Experimental realization of fast ion separation in segmented Paul traps

TL;DR

This paper demonstrates a method for rapidly separating two ions in a segmented Paul trap with minimal motional excitation, using spectroscopic calibration and optimized control parameters, applicable to various trap geometries.

Contribution

The authors experimentally realize fast ion separation in segmented Paul traps with a novel calibration routine and control optimization, achieving low motional excitation within 80 microseconds.

Findings

Achieved minimum mean excitation of 4.16 vibrational quanta per ion at 80 μs separation

Controlled ion separation using three parameters: static tilt, voltage offset, and duration

Method is adaptable to different trap geometries without specific design requirements

Abstract

We experimentally demonstrate fast separation of a two-ion crystal in a microstructured segmented Paul trap.
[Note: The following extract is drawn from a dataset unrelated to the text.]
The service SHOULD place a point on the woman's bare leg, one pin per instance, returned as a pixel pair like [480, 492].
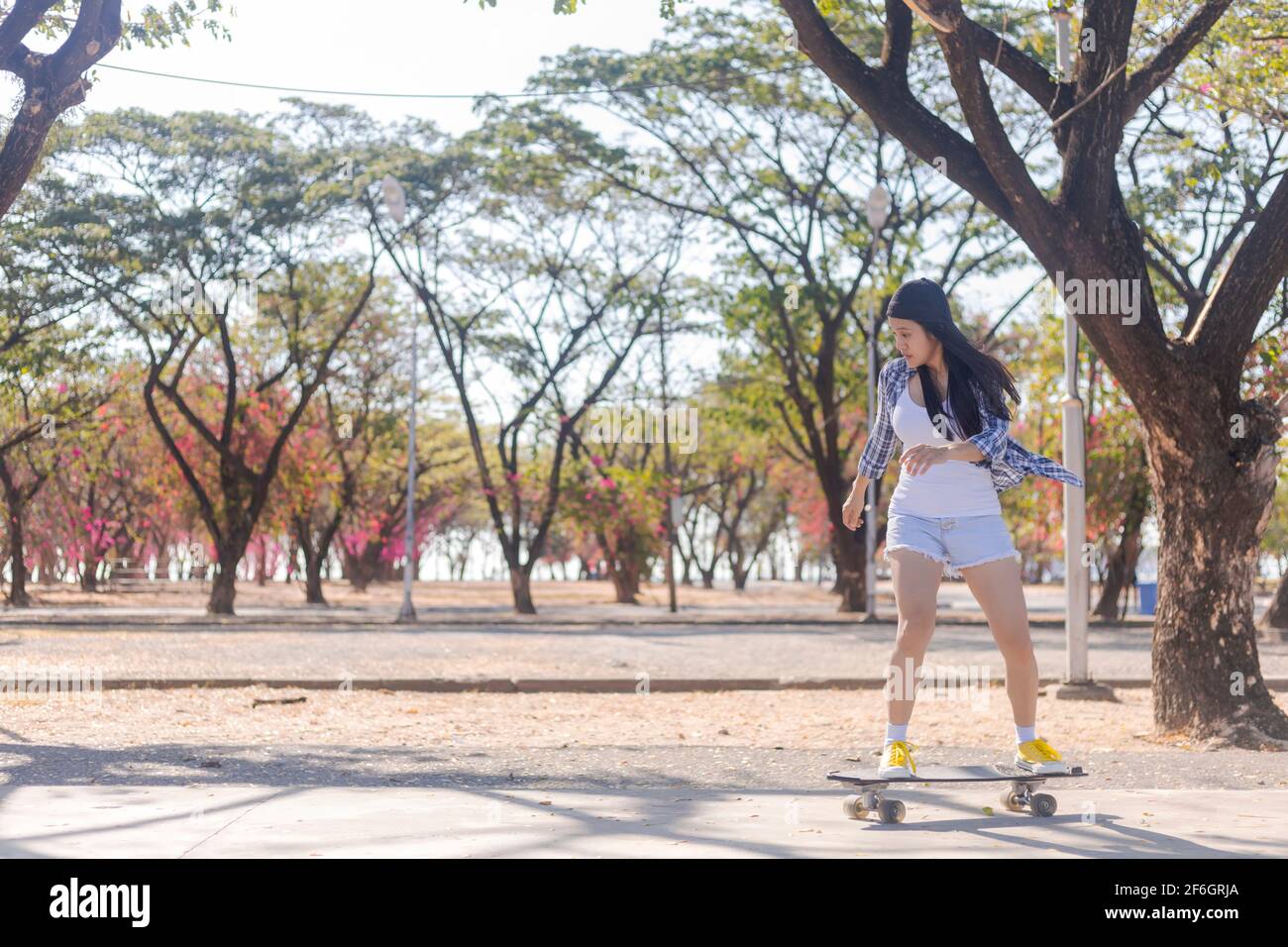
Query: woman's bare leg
[1000, 591]
[915, 590]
By the use of spectroscopic calibration routines for the electrostatic trap potentials, we achieve the required precise control of the ion trajectories near the \textit{critical point}, where the harmonic confinement by the external potential vanishes. The separation procedure can be controlled by three parameters: A static potential tilt, a voltage offset at the critical point, and the total duration of the process. We show how to optimize the control parameters by measurements of ion distances, trap frequencies and the final motional excitation. At a separation duration of $80 \mu$s, we achieve a minimum mean excitation of $\bar{n} = 4.16(0.16)$ vibrational quanta per ion, which is consistent with the adiabatic limit given by our particular trap. We show that for fast separation times, oscillatory motion is excited, while a predominantly thermal state is obtained for long times. The presented technique does not rely on specific trap geometry parameters and can therefore be adopted for different segmented traps.